Início Brasileiro encerra trilogia iorubá com direitos vendidos para cinema e HQ

Brasileiro encerra trilogia iorubá com direitos vendidos para cinema e HQ

Um dos maiores grupos étnicos da África, os iorubás são responsáveis por grande parte dos elementos que influenciaram religiões tradicionais no Brasil, como o candomblé e a umbanda. E é nessa mitologia que P.J. Pereira se aprofundou para escrever a trilogia “Deuses de Dois Mundos”, cujo terceiro volume, “O Livro da Morte”, chegou às primeiras posições das listas de ficção dos livros mais vendidos do país, um espaço raramente frequentado por autores nacionais.

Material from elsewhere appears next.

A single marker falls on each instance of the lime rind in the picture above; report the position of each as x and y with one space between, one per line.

Os dois primeiros livros da saga, “O Livro do Silêncio” e “O Livro da Traição”, também fizeram sucesso e venderam, juntos, cerca de 50 mil exemplares, um número expressivo para um mercado que celebra quando tiragens de 3.000 cópias se esgotam. Além disso, a série reúne mais de 150 mil seguidores em sua página do Facebook e “O Livro do Silêncio”, que já foi publicado em Portugal, está para sair na Polônia e na Nigéria.

Pereira conta que desde pequeno se interessa por mitologia, mas que, apesar de sempre ter ouvido falar de deuses gregos, romanos e nórdicos, nada sabia sobre os africanos. “Sempre morri de medo de macumba. Eu e todos meus amigos, criados na Zona Sul do Rio de Janeiro. Era coisa do demônio, coisa para ficar longe. Um dia, já adulto, conheci um monte de gente bacana ligada ao candomblé e estranhei que pessoas do bem fossem ligadas a algo do ‘mal’, e fui investigar para saber quem estava mentindo. Então não só descobri uma mitologia fascinante, quanto percebi que essas histórias me haviam sido negadas”.

Ao se aprofundar no tema, descobriu uma mitologia na qual os deuses assemelham-se aos homens: são raivosos e com personalidades delicadas. “Foi por ouvir as histórias da boca de quem cultiva essa religião tão viva que me dei conta de como esses deuses imperfeitos e não tão bonzinhos eram diferentes do que eu eu havia conhecido no cristianismo”.

Pereira disse que se surpreendeu por perceber que aquela era uma religião que não procurava a salvação, mas a integração com a natureza. “Como escritor, foi um presente, porque as lendas são às vezes singelas, às vezes violentas, maliciosas, vingativas, sexuais”. Foi com relação à refeição, entretanto, que mais se divertiu. “Os agrados aos orixás são feitos através de suas comidas prediletas. Especialmente a Exu, o mais guloso entre eles. Como também sou guloso, aproveitei essa oportunidade para falar sobre comida. Os dois primeiros livros em especial são uma viagem à gastronomia paulistana do inicio dos anos 2000”.

Em sua obra, duas tramas se entrelaçam: o cotidiano de Newton Fernandes, um ambicioso jornalista, e o sequestro dos deuses responsáveis pelo futuro dos seres humanos. Com a história se passando em um mundo contemporâneo, a tecnologia –algo que normalmente é visto como um contraponto à mitologia ou até mesmo como sua substituta– acaba tendo um papel determinante na saga.

“Eu adoro a relação dos povos com sua própria fé. Adoro estudar as histórias, entender as diferenças, as semelhanças. Mas também sou um geek. Então a tecnologia entrou naturalmente no enredo”, explica Pereira, lembrando que nos dois primeiros livros o protagonista troca e-mails com um sujeito misterioso, profundo conhecedor dos orixás, enquanto o terceiro volume é disposto como mensagens postadas em um blog ou no Facebook, com os últimos acontecimentos sendo os primeiros a serem lidos.

“Essa justaposição entre o ancestral e o moderno foi um exercício bem estimulante. Perceber, por exemplo, que o silêncio dos búzios numa África ancestral seria como se a internet saísse do ar nos dias de hoje foi uma boa maneira de entender as consequências e criar o ambiente que eu queria nos dois mundos que os livros contam”.